Pain in the lateral part of the hip is a common symptom of consultation. The differential diagnosis must be made between intrarticular pain, extrarticular pain and referred pain of the lumbar spine. Lateral hip pain has been classically called trochanteritis. Currently, thanks to better anatomical knowledge and tests such as magnetic resonance imaging (MRI), there is talk of "peritrochanteric pain" or Greater Trochanteric Pain Syndrome (GTPS). This entity includes different alterations of the lateral region of the hip around the major trochanter, including trochanteric bursitis, tendon lesions of the middle buttock and minor buttocks, and spring hip. It can affect between 10% and 25% of the population with a higher prevalence in women.
The major trocánter is the bone part of the femur at the junction between the neck and the diaphysis. In it, the middle buttock are inserted in the lateral and posterior part and in the anterior part, the lesser buttock. Superficially, these are covered by the buttocks major the tensor of the fascia lata and the ileotibial band that extends along the lateral face of the thigh to below the knee. Among these muscle groups, the bursas are located (most often 3 but can be 4). The largest is located between the greater buttock and the middle gluteal tendon (trochanteric bursa), the other two, below the middle buttock and below the lower buttock.
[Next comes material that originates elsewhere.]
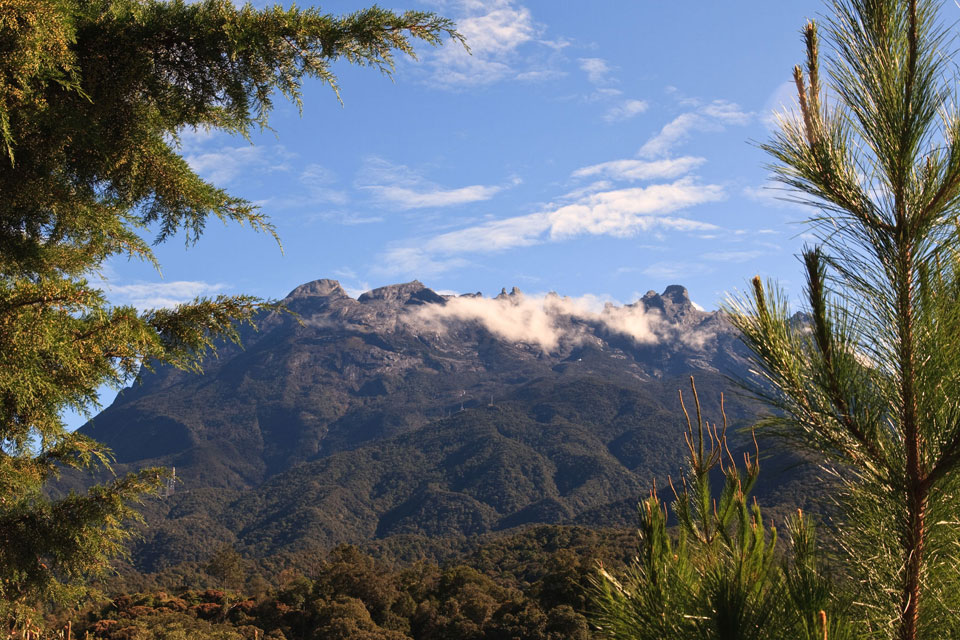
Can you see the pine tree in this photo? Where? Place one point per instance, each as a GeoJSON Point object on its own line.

Inflammatory picture around the major trocánter usually radiated to the lateral part of the thigh or to the buttock. It usually originates as a result of repetitive movements of flexion and extension of the hip by friction between the ileotibial band and the greater trocánter. It is more common in women than in middle-aged men (4:1). It presents as pain in the lateral face of the hip, with pain in the major trocánter and increases with abduction against resistance. Simple radiography is usually normal but intrarticular pathology should be ruled out. Calcifications can be detected around the trocánter, but they are nonspecific. MRI can evidence inflammation of the bursas and rule out tendon pathology of the gluteal musculature. Trochanteric bursitis is usually self-limiting and usually responds to rest, anti-inflammatory treatment, local ice and physiotherapy. If not enough, infiltration with corticosteroids and local anesthetic is usually effective between 60% and 100% of patients. Infiltration is more effective in the short term while stretching physiotherapy seems more effective in the long term. In exceptional cases surgery may be indicated, open or by arthroscopy.
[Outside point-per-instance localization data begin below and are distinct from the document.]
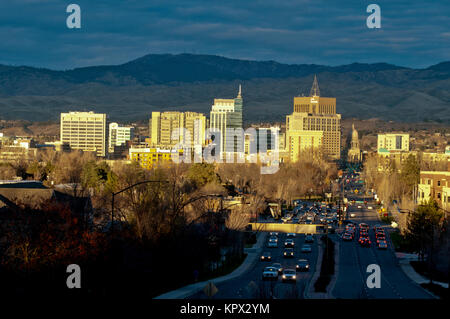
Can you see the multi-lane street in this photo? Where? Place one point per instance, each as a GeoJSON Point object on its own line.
{"type": "Point", "coordinates": [351, 268]}
{"type": "Point", "coordinates": [251, 285]}
{"type": "Point", "coordinates": [354, 259]}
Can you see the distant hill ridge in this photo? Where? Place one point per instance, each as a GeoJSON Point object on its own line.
{"type": "Point", "coordinates": [130, 91]}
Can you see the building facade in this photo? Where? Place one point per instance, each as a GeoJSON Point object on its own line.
{"type": "Point", "coordinates": [435, 185]}
{"type": "Point", "coordinates": [148, 157]}
{"type": "Point", "coordinates": [393, 142]}
{"type": "Point", "coordinates": [226, 114]}
{"type": "Point", "coordinates": [313, 124]}
{"type": "Point", "coordinates": [164, 124]}
{"type": "Point", "coordinates": [85, 131]}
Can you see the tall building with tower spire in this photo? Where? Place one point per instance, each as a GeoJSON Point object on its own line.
{"type": "Point", "coordinates": [314, 124]}
{"type": "Point", "coordinates": [354, 153]}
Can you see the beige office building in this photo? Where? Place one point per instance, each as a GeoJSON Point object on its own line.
{"type": "Point", "coordinates": [163, 124]}
{"type": "Point", "coordinates": [85, 131]}
{"type": "Point", "coordinates": [313, 124]}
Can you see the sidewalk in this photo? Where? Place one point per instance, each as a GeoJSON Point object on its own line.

Tendinopathy of the middle buttocks and lesser buttocks
Injuries to the tendons of the abductor hip muscles have been equated to the rotator cuff of the shoulder. Peritrochanteric pain conditions thanks to MRI diagnose injuries to the tendons of the middle and minor buttocks, from tendinits, tendinosis to partial ruptures or complete ruptures. Such injuries are more common in the middle buttock than in the minor. They are more common in women than in men and will occur in 25% of women in late middle age and in 10% of men.
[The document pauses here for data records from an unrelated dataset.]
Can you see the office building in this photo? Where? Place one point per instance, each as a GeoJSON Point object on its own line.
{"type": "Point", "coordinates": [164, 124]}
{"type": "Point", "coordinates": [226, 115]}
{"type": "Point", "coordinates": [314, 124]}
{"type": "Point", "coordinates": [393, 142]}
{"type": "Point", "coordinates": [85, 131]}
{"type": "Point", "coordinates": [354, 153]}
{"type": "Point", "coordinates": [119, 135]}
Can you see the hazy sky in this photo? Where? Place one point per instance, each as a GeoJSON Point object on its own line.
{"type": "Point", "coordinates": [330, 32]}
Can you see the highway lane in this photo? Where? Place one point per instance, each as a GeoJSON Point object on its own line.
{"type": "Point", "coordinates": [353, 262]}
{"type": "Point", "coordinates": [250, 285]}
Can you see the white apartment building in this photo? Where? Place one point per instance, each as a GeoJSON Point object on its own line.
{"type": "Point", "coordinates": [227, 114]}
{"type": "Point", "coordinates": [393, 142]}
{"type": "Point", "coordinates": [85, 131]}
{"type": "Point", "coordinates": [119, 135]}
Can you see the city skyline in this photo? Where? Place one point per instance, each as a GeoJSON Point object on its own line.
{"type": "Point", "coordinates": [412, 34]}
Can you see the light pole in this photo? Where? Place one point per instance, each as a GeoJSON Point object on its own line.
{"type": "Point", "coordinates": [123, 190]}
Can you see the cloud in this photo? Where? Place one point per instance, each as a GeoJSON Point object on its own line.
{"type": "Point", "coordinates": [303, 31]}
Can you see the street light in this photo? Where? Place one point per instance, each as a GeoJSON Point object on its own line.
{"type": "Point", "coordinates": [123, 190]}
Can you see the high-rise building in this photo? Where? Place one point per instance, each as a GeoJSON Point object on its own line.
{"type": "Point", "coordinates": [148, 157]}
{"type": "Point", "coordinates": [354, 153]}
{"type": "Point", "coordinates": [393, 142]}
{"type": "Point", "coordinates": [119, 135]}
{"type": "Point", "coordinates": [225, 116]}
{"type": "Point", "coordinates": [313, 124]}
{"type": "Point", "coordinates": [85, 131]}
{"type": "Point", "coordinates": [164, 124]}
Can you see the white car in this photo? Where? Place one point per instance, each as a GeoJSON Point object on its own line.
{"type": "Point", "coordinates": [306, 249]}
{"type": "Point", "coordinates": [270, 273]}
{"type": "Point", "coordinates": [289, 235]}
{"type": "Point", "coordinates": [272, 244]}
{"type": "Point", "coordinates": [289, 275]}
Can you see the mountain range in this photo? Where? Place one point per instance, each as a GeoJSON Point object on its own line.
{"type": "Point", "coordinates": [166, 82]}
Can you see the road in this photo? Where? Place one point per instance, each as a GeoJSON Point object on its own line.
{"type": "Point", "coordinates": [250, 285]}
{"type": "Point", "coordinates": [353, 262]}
Although the debut of symptoms can be of traumatic origin, in most cases it occurs insidiously and non-traumatic. In addition to pain in the lateral face of the hip and in the trocánter, the patient presents weakness to abduction in extension and to the external rotation with hip flexion of 90º.
Pain can also be reproduced by maintaining the monopodal load of the affected side for 30 seconds or more. The most effective diagnostic test is MRI, which allows a distinction between partial and total ruptures and allows us to assess the possible fatty degeneration of the muscles. Patients with lesions of the middle gluteal tendon present on MRI a thickening of the tensor of the fascia lata compared to the contralateral.
The initial treatment of this pathology is conservative through rest, anti-inflammatories and physiotherapy to strengthen the muscles. Surgical treatment is exceptional in very limiting cases. Repair can be done by open boarding or endoscopy. There are not many scientific studies on this.
Hip in spring
The spring hip or coxa saltans is described as the audible and potentially painful highlight of the hip in activities that require flexion, extension and abduction. With the hip in extension, the ileotibial band is located subsequently to the major troconter, when flexing the hip, the ileotibial band slides over the trocánter. Occasionally this highlight can cause inflammation and pain.
It usually occurs between the end of adolescence and the second decade of life. The X-ray is usually normal, the ultrasound being a dynamic test can visualize the protrusion and if there is an associated bursitis. Treatment is usually conservative with stretching and muscle strengthening. Rarely the treatment is surgical with multiple techniques described for both open surgery and endoscopic technique.
John M. Redmond; Austin W. Chen; Benjamin G. Domb. Greater trochanteric pain syndrome. Review Article. J Am Acad Orthop Surg 2016; 24:231-240.
Eric J Strauss; Shane J. Nho; Bryan T. Kelly; Greater trochanter pain Syndrome. Review Article. Sports Med Artrosc Rev. Vol 18, n2 June 2010.